Il descend les escaliers et rejoint son hôte.
SCAR
Maussade. Je viens de perdre un homme. Encore un.
FILON
Oh, tu m'en vois désolé… (Un regard vers la table) Nez de Requin m'a dit que tu n'avais plus rien à déguster ?
SCAR
En effet.
FILON
Quel dommage… Quand un homme en est réduit à refuser le souper à l'un de ses invités, c'est que le monde ne tourne vraiment plus rond, n'est-ce pas ?
SCAR
Je ne t'ai pas invité.
FILON
Eh bien tu aurais dû, car j'ai une solution à ton problème. Puis-je au moins avoir un morceau de pain ?

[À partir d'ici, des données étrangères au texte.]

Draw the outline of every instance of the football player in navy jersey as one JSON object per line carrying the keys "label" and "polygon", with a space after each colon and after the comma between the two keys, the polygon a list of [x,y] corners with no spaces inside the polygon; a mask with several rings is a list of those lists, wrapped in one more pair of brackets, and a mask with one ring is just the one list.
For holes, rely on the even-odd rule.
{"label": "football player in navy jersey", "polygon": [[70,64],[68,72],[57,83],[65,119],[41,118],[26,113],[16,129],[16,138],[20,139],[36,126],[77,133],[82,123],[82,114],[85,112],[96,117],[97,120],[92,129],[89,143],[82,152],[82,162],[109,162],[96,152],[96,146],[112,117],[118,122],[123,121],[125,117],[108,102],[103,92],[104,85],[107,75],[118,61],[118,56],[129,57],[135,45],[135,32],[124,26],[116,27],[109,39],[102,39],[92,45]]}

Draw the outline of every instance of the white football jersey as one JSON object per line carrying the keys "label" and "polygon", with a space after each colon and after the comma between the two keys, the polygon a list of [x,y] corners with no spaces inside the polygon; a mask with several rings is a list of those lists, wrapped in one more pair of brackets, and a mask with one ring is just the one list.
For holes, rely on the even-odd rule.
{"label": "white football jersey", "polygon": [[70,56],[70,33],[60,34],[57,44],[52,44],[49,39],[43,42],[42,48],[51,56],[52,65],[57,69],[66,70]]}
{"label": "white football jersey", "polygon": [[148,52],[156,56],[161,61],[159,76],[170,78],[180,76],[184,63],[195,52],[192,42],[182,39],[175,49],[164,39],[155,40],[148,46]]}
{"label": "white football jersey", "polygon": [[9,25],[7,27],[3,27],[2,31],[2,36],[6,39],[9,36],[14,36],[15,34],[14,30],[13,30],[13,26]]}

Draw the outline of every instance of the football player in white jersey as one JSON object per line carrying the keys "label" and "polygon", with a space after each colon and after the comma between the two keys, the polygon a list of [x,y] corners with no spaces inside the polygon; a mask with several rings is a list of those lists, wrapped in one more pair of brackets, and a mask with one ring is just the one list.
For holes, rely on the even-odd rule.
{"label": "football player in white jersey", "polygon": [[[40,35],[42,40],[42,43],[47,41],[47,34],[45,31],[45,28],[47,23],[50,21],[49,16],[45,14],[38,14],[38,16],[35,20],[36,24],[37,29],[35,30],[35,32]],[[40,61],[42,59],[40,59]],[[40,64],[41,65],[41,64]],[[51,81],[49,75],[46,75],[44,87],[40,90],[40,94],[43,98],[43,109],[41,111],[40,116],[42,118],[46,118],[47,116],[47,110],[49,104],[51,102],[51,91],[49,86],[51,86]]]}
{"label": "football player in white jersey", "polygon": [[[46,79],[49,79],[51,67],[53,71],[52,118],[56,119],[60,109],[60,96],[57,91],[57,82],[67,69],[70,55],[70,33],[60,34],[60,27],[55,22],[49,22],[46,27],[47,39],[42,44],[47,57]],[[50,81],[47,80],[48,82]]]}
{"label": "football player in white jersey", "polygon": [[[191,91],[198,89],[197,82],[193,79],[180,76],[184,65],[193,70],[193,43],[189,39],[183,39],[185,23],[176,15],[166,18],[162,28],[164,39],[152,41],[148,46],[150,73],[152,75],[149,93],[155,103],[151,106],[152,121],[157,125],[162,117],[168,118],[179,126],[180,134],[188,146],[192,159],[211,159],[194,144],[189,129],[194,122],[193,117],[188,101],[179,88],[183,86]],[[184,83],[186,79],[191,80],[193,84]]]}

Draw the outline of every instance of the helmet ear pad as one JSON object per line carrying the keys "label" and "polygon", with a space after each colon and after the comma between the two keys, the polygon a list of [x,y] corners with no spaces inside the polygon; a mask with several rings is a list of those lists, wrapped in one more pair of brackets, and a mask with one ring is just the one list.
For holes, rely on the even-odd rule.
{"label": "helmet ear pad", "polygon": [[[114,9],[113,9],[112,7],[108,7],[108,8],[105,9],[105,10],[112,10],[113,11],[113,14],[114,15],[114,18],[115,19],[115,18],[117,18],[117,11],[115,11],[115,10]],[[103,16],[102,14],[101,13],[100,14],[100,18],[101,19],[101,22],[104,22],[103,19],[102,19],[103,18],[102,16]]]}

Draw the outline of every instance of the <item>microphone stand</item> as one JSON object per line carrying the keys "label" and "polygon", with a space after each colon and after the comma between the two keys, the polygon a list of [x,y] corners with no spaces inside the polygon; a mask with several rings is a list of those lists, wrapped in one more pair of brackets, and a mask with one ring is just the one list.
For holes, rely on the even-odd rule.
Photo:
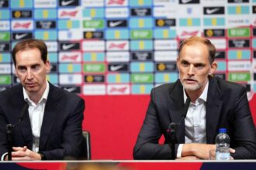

Scar, agacé, balance l'intégralité de son pain en direction de son cousin qui s'assoit à sa droite. Filon commence immédiatement à le déguster tandis que Scar retourne à sa soupe.
FILON
Qui est mort ?
SCAR
Odin.
FILON
Aïe, le pauvre vieux. Il était redoutable dans son genre.
SCAR
L'un des meilleurs. Tu as dit avoir une solution à mon problème ?
FILON
Moui… Cette épidémie est terrible, vraiment terrible… La Cité Sans Nom perd des dizaines d'hommes chaque jour. Non pas que cela m'attriste, pour la plupart ils l'ont bien mérité en ce qui me concerne, mais lorsque cela commence à toucher nos propres rangs… là, c'est une autre histoire !
SCAR
Je ne laisserai pas la maladie du sable décimer la totalité de mes hommes !
FILON
Oh, mais j'en suis persuadé. C'est d'ailleurs pour cela que je suis ici.
SCAR
Eh bien ? Parle ! Je t'ai donné mon pain, non ?
FILON
As-tu déjà eu affaire au croque-mort ?
SCAR
Le croque-mort ? Nous enterrons nous-même nos corps, tu le sais.
FILON
Oui, mais il est médecin également.
SCAR
Ah… un petit nabot ?
FILON
Celui-là même.
SCAR
Il a soigné certains de mes hommes, paraît-il. Je ne l'ai pas rencontré personnellement. Es-tu venu pour cela ? Me conseiller d'aller voir un médecin ? Il ne fallait pas te donner de la peine pour si peu.
FILON
Non, tu n'y es pas du tout ! Je doute que cet homme soit capable d'endiguer aussi aisément un virus transformant les hommes en êtres de sable. Cependant, vois-tu, il possède une créature des plus étonnantes qui, elle, le pourrait peut-être.
SCAR
Et quelle est-elle, cette créature ?
FILON
Un oiseau. Mi-aigle, mi-serpent. Qui, dit-on, est capable de soigner tous les maux de la terre d'un simple regard.
SCAR
Tous les maux ? Tu penses donc qu'il est en mesure de sauver mes hommes ?
FILON
Ecoute : l'oiseau regarde d'abord le malade, puis il prend tous les maux de celui-ci avec lui et s'envole. Lorsqu'il revient, les maux ont disparu et le malade est guéri.
SCAR
Toujours ?
FILON
Autant que le souhaite son maître, je peux te l'assurer.
SCAR
Je vois. Il faudrait que le croque-mort nous vienne en aide et utilise cet oiseau.
FILON
Hum, ce n'est pas exactement à cela que je pensais.
SCAR
Ah non ?
FILON
Imagine ce que tu pourrais faire si, au lieu de demander de l'aide à ce nain, tu devenais toi-même le maître de l'oiseau ?
SCAR
Alors il soignerait tous mes hommes, mais plus encore, toutes les personnes que j'aurais la bonté d'aider…
FILON
Et alors tout le monde voudra travailler pour toi ! Imagine un instant, la cité prise par cette épidémie et seuls les tiens capables d'y résister… tu deviendras l'homme le plus influent. Tu ferais ce que tu voudras.
SCAR
Ingénieux ! Il faudra alors dérober cet oiseau. J'imagine que tu as déjà tout prévu ?
FILON
Naturellement.
SCAR
Quel est ton plan ? L'attaquer lorsqu'il rentre de son travail ?
FILON
Non, non, non. J'ai bien mieux que ça. Le croque-mort garde l'oiseau comme ce qu'il a de plus précieux au monde. Si tu le lui vole, alors il viendra le chercher et l'animal ne voudra pas t'obéir, car il ne te reconnaitra pas comme son maître.
SCAR
Je vois… il faudrait que le croque-mort me concède lui-même l'oiseau, qu'il accepte de son plein gré de me le remettre, ainsi l'animal n'aura autre choix que de m'obéir. Mais comment ?
FILON
En s'attaquant à l'unique chose qui est à ses yeux plus précieux encore que son oiseau.
SCAR
Quoi ?
FILON
Plutôt qui. Sa servante. Une dénommée Blanche.